Chesapeake CEO to step down on April 1
WHEELING – Leading the only active driller in Ohio, Brooke or Hancock counties, Chesapeake Energy Chief Executive Officer Aubrey McClendon acquired thousands of Marcellus shale acres for years of production.
In Ohio’s Utica shale, McClendon authorized spending billions of dollars to acquire leases in counties such as Belmont, Jefferson, Harrison, Carroll and Tuscarawas, all in hopes that his company could produce natural gas, oil and natural gas liquids from the region.
However, when he took a 2.5 percent personal stake in these drilling operations – via his private firms such as Jamestown Resources and Larchmont Resources – some investors questioned whether McClendon should continue heading the Oklahoma City-based company that is publicly traded on the New York Stock Exchange.
Some local mineral owners also questioned Chesapeake’s practice of acquiring leases that had been signed several years ago at rates of $5-$10 per acre – at a time when the going rate for new leases was as much as $5,000 per acre – and drilling wells before the $5-$10 leases could expire.

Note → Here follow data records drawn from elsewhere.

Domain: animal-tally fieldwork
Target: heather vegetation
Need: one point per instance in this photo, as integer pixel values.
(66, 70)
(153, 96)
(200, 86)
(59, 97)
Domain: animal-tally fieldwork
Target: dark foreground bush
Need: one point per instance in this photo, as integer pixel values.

McClendon announced Tuesday he will retire as Chesapeake’s chief executive officer and president on April 1, although he will remain as CEO until the company’s board of directors appoints his replacement. McClendon has led the company since founding it in 1989.
“I am extremely proud of what we have built over the last quarter of a century, and I am confident that Chesapeake is in a great position to continue to grow and achieve great success in the future as it realizes the full value of its outstanding assets,” McClendon said.
“Over the past 24 years, I have had the privilege of developing Chesapeake into one of the world’s premier energy companies,” he continued. “While I have certain philosophical differences with the new board, I look forward to working collaboratively with the company and the board to provide a smooth transition to new leadership for the company.”
Chesapeake’s board of directors continues reviewing McClendon’s practice of taking the 2.5 percent stake in local drilling operations, formally known as the Founder Well Participation Program. McClendon has since agreed to end this practice by June 30, 2014. Noting the board has conducted an “extensive review” of the program, the company said McClendon has not engaged in any improper conduct.
McClendon also will resign his seat on the board once his CEO successor is appointed, but he will receive his full compensation and other benefits to which he is entitled in accordance with the terms of his employment agreement.